Rabbit Life Stage #5: Middle Age Rabbits
The middle age of rabbits is when they are at the age of four to five. This is when they tend to be less energetic, unlike during their earlier years.
They are just fond of spending more time with you during these times and tend to be more affectionate. In these times, you and your rabbit have built a high level of trust. Thus, they like to play and bond with you.
This stage equates to a lesser movement from your pet. And so, it’s essential to check their weight now and then. These times are when they are more susceptible to obesity and other related health issues.
To make sure they stay healthy, you should monitor their diet and mix and match it to the amount of average exercise or movement they do each day. Of course, treats are still allowed despite them growing up.
Rabbit Life Stage #6: Late Middle-Aged and Old Rabbits
Your rabbit is considered to be in the late middle age when they reach five to seven years old. On the other hand, your rabbit is in their old age phase when they grow and live for seven years.
During these stages, your rabbit may need more care and assistance. Just like how humans become weaker as they grow old, so do rabbits. They can be extra lazy and less energetic during these years.
Your rabbit can also need assistance now and then, especially when getting off from a high place like chairs and beds. You might need to carry them down. These days are also when you might need to spend more time grooming them.
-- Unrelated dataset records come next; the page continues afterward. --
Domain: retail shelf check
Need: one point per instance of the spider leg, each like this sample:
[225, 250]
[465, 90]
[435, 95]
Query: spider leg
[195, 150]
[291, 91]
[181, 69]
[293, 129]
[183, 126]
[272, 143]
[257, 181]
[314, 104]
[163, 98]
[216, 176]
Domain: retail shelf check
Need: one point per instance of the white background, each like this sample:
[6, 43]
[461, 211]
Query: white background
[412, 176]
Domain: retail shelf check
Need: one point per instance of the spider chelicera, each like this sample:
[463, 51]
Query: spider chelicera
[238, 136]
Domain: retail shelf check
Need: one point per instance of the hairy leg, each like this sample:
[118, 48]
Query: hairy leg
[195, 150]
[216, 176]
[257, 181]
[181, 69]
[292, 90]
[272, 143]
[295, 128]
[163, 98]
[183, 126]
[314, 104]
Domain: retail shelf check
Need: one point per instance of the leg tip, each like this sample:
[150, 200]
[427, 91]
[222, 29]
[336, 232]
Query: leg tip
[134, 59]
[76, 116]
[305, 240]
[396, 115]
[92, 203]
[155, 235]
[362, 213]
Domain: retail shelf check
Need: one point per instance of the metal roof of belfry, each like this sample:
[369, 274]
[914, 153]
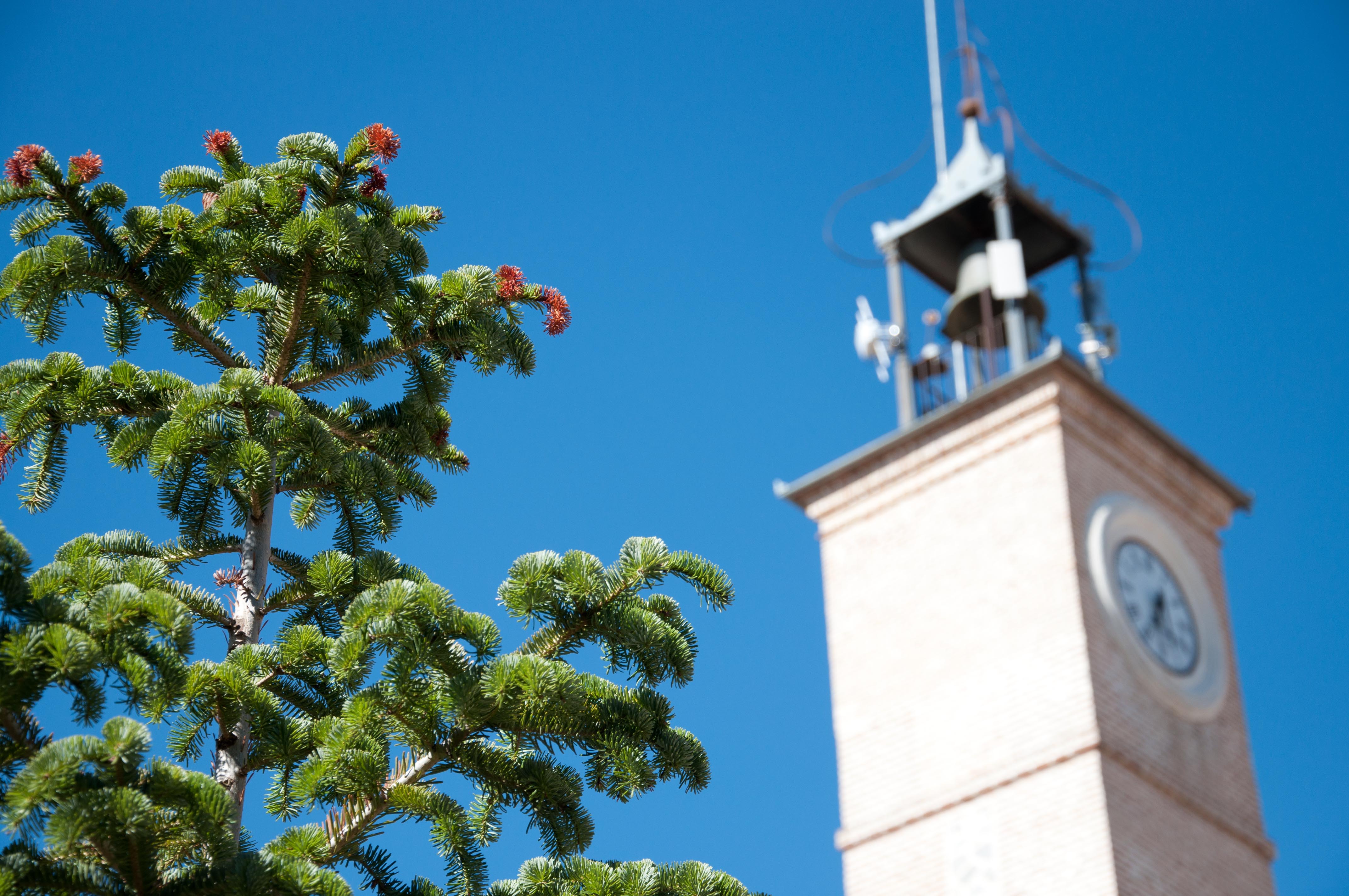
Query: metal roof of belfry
[957, 212]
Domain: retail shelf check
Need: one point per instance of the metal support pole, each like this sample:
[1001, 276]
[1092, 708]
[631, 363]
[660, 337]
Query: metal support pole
[903, 370]
[935, 84]
[1014, 320]
[962, 389]
[1089, 316]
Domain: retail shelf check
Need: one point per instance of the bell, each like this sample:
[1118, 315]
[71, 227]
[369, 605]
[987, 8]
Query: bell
[964, 311]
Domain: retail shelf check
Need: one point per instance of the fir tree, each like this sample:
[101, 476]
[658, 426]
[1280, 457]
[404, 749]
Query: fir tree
[376, 683]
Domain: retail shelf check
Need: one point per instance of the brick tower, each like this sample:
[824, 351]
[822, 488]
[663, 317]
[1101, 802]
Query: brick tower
[1024, 703]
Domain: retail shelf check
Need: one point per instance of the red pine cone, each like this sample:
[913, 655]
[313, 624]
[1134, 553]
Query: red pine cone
[20, 166]
[234, 575]
[509, 280]
[376, 180]
[7, 454]
[383, 142]
[90, 166]
[216, 141]
[559, 312]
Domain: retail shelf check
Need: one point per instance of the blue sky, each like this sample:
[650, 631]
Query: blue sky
[668, 166]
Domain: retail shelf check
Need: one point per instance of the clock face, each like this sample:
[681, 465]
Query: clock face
[1156, 606]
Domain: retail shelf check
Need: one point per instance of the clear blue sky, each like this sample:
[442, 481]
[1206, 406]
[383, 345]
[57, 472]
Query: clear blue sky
[667, 166]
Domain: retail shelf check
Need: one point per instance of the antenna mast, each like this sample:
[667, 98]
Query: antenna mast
[935, 84]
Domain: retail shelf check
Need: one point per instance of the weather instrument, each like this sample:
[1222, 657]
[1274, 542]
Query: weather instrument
[980, 235]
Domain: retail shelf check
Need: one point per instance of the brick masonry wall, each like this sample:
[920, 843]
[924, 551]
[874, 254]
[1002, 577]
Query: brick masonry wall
[972, 670]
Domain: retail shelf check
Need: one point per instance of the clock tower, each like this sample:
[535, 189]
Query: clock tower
[1034, 682]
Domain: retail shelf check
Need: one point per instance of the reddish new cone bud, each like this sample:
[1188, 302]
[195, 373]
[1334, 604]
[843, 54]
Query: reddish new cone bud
[559, 312]
[20, 166]
[88, 166]
[376, 181]
[509, 280]
[383, 142]
[216, 141]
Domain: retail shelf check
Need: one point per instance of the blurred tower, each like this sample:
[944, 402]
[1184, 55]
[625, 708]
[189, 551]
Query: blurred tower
[1035, 692]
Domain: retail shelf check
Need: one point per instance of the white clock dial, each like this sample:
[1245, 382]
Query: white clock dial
[1156, 608]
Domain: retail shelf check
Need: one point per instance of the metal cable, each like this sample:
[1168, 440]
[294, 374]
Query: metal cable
[1126, 212]
[863, 188]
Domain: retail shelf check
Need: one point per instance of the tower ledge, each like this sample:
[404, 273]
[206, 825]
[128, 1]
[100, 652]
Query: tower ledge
[1053, 365]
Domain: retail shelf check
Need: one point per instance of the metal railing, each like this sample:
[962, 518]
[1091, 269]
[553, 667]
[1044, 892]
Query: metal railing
[945, 374]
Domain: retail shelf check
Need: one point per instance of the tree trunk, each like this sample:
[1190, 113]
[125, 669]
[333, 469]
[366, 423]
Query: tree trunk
[232, 741]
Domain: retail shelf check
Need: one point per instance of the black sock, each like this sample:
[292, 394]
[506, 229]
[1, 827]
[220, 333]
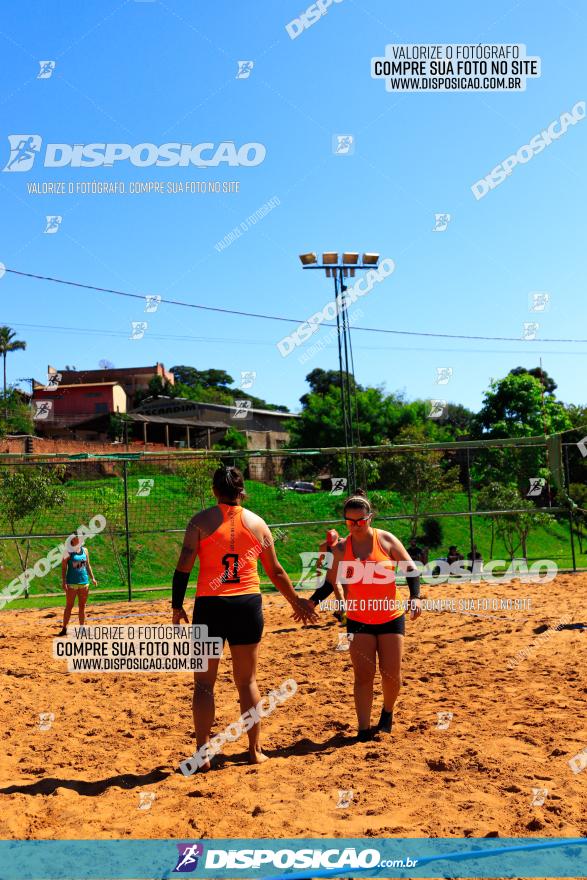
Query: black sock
[385, 721]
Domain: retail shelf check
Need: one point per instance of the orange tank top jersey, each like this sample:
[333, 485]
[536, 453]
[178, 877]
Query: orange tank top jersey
[371, 602]
[228, 557]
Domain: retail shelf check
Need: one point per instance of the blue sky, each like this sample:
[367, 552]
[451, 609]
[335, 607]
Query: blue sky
[156, 72]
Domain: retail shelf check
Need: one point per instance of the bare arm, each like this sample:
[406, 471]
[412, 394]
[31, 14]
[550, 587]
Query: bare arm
[280, 579]
[396, 550]
[190, 547]
[90, 572]
[187, 558]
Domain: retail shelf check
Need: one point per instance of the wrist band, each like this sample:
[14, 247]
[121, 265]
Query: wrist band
[322, 592]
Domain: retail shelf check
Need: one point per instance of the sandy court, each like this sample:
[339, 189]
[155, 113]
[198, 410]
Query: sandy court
[116, 736]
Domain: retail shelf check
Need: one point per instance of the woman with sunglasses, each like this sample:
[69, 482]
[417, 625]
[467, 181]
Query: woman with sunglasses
[365, 563]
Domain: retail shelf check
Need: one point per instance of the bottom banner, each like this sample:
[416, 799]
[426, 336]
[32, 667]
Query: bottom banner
[293, 858]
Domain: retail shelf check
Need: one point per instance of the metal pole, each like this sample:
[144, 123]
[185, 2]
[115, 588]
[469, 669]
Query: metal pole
[471, 528]
[352, 479]
[342, 387]
[571, 519]
[127, 530]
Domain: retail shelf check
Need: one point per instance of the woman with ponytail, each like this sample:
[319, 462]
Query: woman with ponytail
[364, 563]
[228, 540]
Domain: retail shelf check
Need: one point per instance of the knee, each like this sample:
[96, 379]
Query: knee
[393, 679]
[365, 675]
[203, 688]
[244, 682]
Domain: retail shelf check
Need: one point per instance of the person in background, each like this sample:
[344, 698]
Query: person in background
[417, 554]
[76, 572]
[476, 560]
[453, 555]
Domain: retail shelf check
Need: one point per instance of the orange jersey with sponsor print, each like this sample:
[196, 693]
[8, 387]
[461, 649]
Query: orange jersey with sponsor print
[371, 602]
[228, 557]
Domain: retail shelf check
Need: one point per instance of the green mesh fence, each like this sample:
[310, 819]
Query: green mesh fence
[503, 498]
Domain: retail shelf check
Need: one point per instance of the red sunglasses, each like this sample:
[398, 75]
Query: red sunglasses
[357, 522]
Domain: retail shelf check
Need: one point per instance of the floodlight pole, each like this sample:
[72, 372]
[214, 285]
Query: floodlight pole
[347, 384]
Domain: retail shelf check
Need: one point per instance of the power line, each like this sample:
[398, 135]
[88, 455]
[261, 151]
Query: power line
[265, 317]
[123, 334]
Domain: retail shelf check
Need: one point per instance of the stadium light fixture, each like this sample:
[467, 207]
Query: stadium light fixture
[350, 258]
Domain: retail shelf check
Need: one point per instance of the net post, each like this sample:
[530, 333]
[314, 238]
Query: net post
[126, 529]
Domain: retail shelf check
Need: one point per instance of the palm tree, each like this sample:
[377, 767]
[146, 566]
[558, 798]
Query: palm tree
[8, 343]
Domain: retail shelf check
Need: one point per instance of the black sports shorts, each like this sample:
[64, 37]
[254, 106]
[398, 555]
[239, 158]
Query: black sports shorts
[397, 626]
[236, 619]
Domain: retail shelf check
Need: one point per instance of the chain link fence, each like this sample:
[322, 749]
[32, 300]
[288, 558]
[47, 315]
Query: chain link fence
[502, 500]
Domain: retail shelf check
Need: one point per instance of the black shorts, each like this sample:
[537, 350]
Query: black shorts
[397, 626]
[236, 619]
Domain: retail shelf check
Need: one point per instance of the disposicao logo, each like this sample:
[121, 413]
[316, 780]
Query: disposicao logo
[25, 147]
[187, 860]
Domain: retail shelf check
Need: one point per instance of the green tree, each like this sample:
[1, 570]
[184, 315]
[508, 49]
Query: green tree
[545, 380]
[197, 478]
[512, 528]
[25, 493]
[578, 493]
[519, 406]
[516, 406]
[8, 343]
[422, 478]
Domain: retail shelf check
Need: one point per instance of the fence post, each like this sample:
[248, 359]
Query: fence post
[126, 530]
[571, 521]
[471, 529]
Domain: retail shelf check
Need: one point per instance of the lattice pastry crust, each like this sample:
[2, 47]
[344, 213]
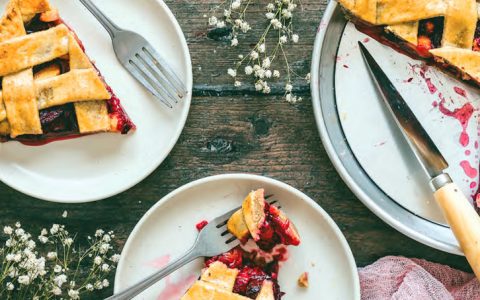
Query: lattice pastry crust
[25, 92]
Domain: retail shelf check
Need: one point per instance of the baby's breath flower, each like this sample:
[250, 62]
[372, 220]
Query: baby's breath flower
[56, 291]
[212, 21]
[266, 63]
[115, 258]
[236, 4]
[276, 23]
[10, 286]
[288, 87]
[259, 85]
[52, 255]
[270, 15]
[232, 72]
[54, 229]
[105, 267]
[68, 242]
[42, 239]
[261, 48]
[97, 260]
[7, 230]
[105, 283]
[74, 294]
[60, 280]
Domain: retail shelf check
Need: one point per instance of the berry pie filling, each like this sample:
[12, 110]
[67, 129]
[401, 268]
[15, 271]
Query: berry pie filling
[60, 122]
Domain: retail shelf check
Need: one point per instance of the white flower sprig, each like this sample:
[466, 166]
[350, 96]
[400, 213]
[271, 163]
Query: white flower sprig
[258, 62]
[49, 267]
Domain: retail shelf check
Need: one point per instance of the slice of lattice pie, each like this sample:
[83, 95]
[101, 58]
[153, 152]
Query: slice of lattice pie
[50, 89]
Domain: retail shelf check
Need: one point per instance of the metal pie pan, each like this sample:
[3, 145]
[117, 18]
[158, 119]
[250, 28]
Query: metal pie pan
[328, 122]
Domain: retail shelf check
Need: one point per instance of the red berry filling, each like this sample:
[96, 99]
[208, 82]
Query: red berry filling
[252, 272]
[275, 230]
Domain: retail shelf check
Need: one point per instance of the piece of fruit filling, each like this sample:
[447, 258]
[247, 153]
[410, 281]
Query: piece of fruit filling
[276, 229]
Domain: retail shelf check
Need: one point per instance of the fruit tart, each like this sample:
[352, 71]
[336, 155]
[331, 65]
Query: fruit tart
[50, 89]
[249, 271]
[442, 32]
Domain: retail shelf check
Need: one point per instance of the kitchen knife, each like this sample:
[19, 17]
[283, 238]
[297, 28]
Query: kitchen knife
[459, 213]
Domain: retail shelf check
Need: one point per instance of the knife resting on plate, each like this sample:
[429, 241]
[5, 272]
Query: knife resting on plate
[459, 213]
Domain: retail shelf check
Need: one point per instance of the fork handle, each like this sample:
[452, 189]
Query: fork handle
[146, 283]
[111, 27]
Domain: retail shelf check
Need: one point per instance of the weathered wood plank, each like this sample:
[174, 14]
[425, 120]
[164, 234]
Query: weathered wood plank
[231, 130]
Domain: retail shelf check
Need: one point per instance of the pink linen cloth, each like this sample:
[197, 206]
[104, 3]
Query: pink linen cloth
[395, 277]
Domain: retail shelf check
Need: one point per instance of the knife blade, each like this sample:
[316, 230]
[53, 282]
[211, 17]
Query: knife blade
[458, 211]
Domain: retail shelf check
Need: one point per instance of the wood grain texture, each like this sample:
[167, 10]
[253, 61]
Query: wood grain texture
[230, 130]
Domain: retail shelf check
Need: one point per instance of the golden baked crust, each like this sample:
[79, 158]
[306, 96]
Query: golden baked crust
[216, 283]
[24, 93]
During their old age phase, your rabbit is also more at risk of contracting health issues. This being said, it’s vital that you observe and check your rabbits regularly. It’s critical that you spot any symptoms or weird changes in their behavior and get them checked by your trusted vet.
Your veterinarian would also likely recommend that you go for a scheduled and regular check-up to make sure your rabbit is healthy. As for their diet, you should continue giving them healthy stuff and always supply them with their staples; hay and water.
As your rabbit gets older, you need to take even better and gentler care for them. They are not as flexible as before, so you might need to adjust some things inside the house and around their space.
While taking care of them in their old age, you also bond with them and build a stronger relationship with your friend.
The rabbit life cycle is indeed very different compared to humans. By getting to know your rabbit’s life stages, you understand your differences.
A deeper understanding leads to better relationships. Your rabbit deserves every stage of its life to be happy, and it’s a pleasure to help them achieve that.